Making the Ultra-Secure More Ultra-Secure at the University of Chicago and University of York (Yale University, too)
Choosy resource allocation improves energy efficiency in quantum communications
Excerpts and salient points ~
+ “When we send light through a channel some part of it might be lost along the way,” said the paper’s lead author, Kyungjoo Noh, a new Ph.D. graduate from Yale University and a visiting researcher at UChicago’s Pritzker School of Molecular Engineering. “You might get only, say, 80 or 90 percent of it.

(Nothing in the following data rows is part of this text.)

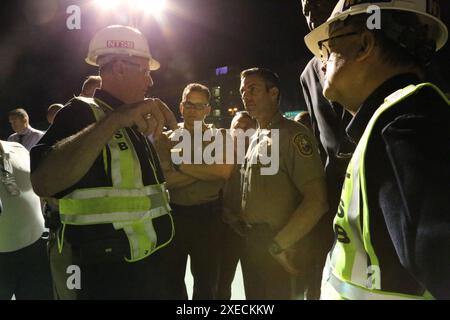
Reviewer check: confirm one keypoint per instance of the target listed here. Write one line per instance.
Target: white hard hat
(427, 11)
(119, 40)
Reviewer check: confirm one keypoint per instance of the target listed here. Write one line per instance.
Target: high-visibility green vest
(127, 204)
(352, 270)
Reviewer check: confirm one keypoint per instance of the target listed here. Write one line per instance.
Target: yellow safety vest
(352, 270)
(127, 204)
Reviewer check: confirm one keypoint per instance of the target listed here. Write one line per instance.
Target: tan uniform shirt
(198, 192)
(273, 198)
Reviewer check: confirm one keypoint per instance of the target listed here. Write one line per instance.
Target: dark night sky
(42, 62)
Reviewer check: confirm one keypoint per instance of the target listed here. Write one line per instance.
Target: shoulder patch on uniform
(303, 144)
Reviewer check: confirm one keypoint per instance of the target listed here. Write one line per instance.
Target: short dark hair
(269, 77)
(19, 112)
(403, 39)
(196, 87)
(92, 81)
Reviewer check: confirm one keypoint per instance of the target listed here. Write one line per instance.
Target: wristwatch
(274, 248)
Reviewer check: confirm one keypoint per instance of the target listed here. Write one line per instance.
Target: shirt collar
(357, 125)
(274, 122)
(26, 131)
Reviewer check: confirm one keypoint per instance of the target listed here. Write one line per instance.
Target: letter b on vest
(74, 280)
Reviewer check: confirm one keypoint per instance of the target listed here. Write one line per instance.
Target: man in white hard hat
(97, 161)
(392, 226)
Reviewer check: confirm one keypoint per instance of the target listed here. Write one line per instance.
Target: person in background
(24, 133)
(233, 233)
(52, 110)
(24, 265)
(279, 208)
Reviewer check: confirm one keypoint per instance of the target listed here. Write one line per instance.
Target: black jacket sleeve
(418, 149)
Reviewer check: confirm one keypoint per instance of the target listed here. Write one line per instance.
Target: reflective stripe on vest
(128, 204)
(352, 270)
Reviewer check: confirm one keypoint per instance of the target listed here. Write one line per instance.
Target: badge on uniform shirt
(303, 144)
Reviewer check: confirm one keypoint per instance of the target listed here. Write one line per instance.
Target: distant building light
(221, 71)
(216, 91)
(291, 114)
(232, 110)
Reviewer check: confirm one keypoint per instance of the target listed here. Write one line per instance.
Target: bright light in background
(107, 4)
(154, 7)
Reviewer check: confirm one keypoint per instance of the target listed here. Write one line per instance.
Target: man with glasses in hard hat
(328, 121)
(97, 161)
(392, 226)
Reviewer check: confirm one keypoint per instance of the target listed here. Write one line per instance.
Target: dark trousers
(196, 234)
(264, 277)
(108, 277)
(230, 251)
(26, 273)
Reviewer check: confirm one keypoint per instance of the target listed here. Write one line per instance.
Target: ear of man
(367, 44)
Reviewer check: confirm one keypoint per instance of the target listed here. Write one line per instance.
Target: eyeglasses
(196, 106)
(325, 50)
(142, 69)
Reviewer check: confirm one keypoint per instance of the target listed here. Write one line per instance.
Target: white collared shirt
(21, 219)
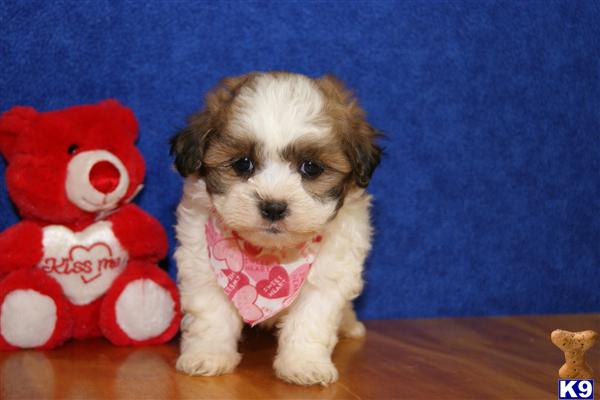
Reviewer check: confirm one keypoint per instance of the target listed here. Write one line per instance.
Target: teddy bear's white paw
(208, 364)
(303, 371)
(354, 330)
(28, 318)
(144, 309)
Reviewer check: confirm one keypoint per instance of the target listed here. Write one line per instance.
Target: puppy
(273, 226)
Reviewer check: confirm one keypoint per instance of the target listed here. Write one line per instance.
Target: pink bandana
(259, 281)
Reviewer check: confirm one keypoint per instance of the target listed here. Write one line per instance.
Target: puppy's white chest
(84, 263)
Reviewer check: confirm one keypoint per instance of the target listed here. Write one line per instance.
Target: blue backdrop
(487, 201)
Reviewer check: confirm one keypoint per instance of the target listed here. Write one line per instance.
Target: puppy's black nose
(273, 210)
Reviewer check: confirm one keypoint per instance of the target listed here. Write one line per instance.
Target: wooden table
(454, 358)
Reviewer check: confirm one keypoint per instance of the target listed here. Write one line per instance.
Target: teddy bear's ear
(13, 123)
(123, 116)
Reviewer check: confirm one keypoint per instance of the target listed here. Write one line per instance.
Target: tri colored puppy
(273, 226)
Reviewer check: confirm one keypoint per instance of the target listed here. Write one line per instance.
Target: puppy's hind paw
(305, 372)
(207, 364)
(354, 331)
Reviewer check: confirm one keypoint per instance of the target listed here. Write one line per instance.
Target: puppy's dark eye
(243, 166)
(72, 149)
(310, 169)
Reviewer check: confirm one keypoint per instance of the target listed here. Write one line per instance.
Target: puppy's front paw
(208, 364)
(304, 371)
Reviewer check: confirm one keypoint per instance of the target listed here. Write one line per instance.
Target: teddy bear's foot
(141, 307)
(33, 312)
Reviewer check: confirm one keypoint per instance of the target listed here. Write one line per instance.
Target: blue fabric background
(487, 201)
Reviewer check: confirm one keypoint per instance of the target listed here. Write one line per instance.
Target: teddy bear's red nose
(104, 177)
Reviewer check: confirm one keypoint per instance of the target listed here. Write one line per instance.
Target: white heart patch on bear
(84, 263)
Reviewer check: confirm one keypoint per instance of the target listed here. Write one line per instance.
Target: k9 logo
(575, 389)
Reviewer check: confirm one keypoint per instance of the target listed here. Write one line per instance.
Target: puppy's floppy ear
(364, 153)
(358, 137)
(188, 148)
(189, 144)
(14, 122)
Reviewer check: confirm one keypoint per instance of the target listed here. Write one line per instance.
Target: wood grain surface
(454, 358)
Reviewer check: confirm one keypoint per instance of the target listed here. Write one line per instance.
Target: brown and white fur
(277, 122)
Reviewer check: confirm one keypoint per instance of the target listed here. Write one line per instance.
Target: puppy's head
(279, 153)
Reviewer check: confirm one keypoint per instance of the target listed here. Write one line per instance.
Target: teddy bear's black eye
(72, 149)
(310, 169)
(243, 166)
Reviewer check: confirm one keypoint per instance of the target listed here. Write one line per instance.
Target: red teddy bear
(82, 263)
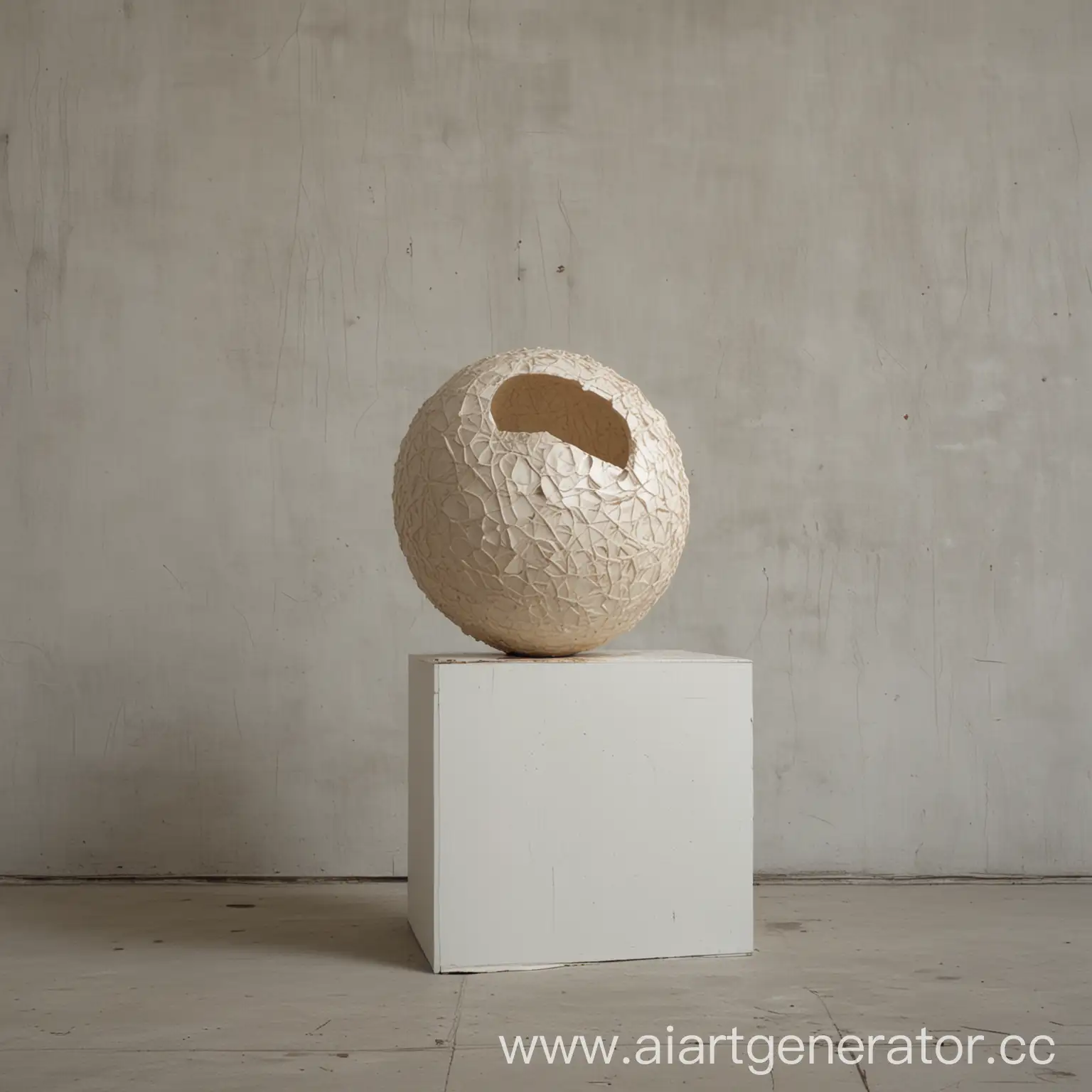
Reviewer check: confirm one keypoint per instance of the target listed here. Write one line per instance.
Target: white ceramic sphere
(541, 503)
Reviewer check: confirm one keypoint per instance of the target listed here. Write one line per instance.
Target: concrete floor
(193, 987)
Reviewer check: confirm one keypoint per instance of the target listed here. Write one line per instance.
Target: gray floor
(220, 987)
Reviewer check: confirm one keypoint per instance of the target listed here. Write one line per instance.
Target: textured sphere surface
(541, 503)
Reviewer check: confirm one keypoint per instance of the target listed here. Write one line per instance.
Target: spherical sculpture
(541, 503)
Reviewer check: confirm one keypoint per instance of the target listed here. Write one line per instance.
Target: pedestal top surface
(629, 656)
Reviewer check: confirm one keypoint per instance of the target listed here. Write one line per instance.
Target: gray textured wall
(845, 247)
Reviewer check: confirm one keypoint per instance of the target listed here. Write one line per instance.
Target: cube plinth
(580, 809)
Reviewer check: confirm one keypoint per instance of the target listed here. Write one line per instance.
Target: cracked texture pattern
(541, 503)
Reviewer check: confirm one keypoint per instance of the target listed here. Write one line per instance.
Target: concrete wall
(845, 247)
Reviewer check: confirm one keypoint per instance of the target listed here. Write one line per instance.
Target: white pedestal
(582, 809)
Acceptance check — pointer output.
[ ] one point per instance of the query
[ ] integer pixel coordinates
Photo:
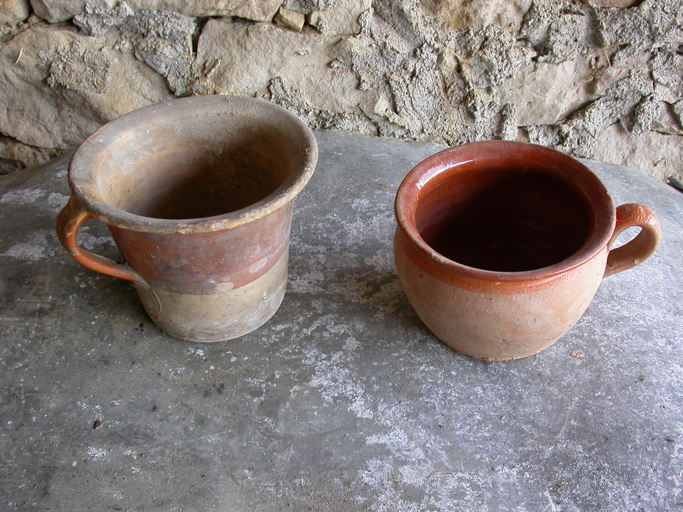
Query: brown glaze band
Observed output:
(201, 263)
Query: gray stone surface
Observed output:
(343, 401)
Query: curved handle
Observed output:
(70, 219)
(642, 246)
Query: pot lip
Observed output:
(83, 162)
(416, 184)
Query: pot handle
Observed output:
(642, 246)
(70, 219)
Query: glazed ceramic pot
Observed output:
(197, 194)
(501, 246)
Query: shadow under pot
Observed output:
(197, 194)
(501, 246)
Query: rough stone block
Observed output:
(60, 86)
(12, 11)
(290, 19)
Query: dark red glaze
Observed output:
(502, 216)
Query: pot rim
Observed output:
(417, 183)
(94, 148)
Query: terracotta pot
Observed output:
(501, 246)
(197, 194)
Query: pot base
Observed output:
(218, 316)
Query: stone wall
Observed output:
(600, 79)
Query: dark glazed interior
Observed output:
(505, 220)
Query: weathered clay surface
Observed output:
(558, 73)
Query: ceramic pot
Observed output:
(501, 246)
(197, 194)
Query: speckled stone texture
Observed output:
(343, 401)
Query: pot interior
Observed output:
(195, 177)
(504, 219)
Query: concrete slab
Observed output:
(343, 401)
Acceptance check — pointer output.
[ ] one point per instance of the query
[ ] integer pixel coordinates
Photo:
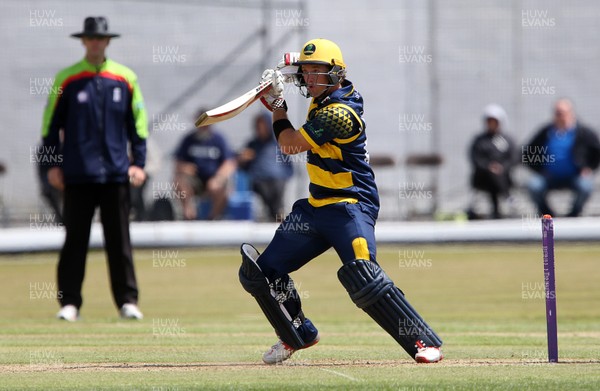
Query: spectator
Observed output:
(268, 168)
(98, 105)
(563, 155)
(492, 156)
(139, 210)
(204, 164)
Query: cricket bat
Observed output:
(233, 108)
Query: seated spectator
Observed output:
(563, 155)
(492, 156)
(268, 168)
(204, 164)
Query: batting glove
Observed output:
(274, 99)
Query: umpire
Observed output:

Those kinds of attenuations are what we’re dealing with here.”
Now, researchers at the University of Chicago and the University of York have detailed a new strategy for securely boosting the successful transmission rates of quantum information.
+ The UChicago-Yale-York team seeks to design an information coding scheme that will operate in the presence of imperfections such as energy loss. The team’s new paper assesses the limitations presented by factors such as energy loss and thermal noise and identifies strategies to negate these impacts.
+ In particular, the team investigated quantum communication in a low-energy environment, one that transmits a relatively small number of light particles, as this has been shown to successfully increase communication rates. While, in principle, highly energetic states might allow researchers to send more photons and therefore more information, previous work has shown reduced communication rates as photon numbers increase due to limited controllability of high-energy states. The researchers therefore opted for a practical scenario: sending communications with a lower-energy state and fewer photons that they could reliably control.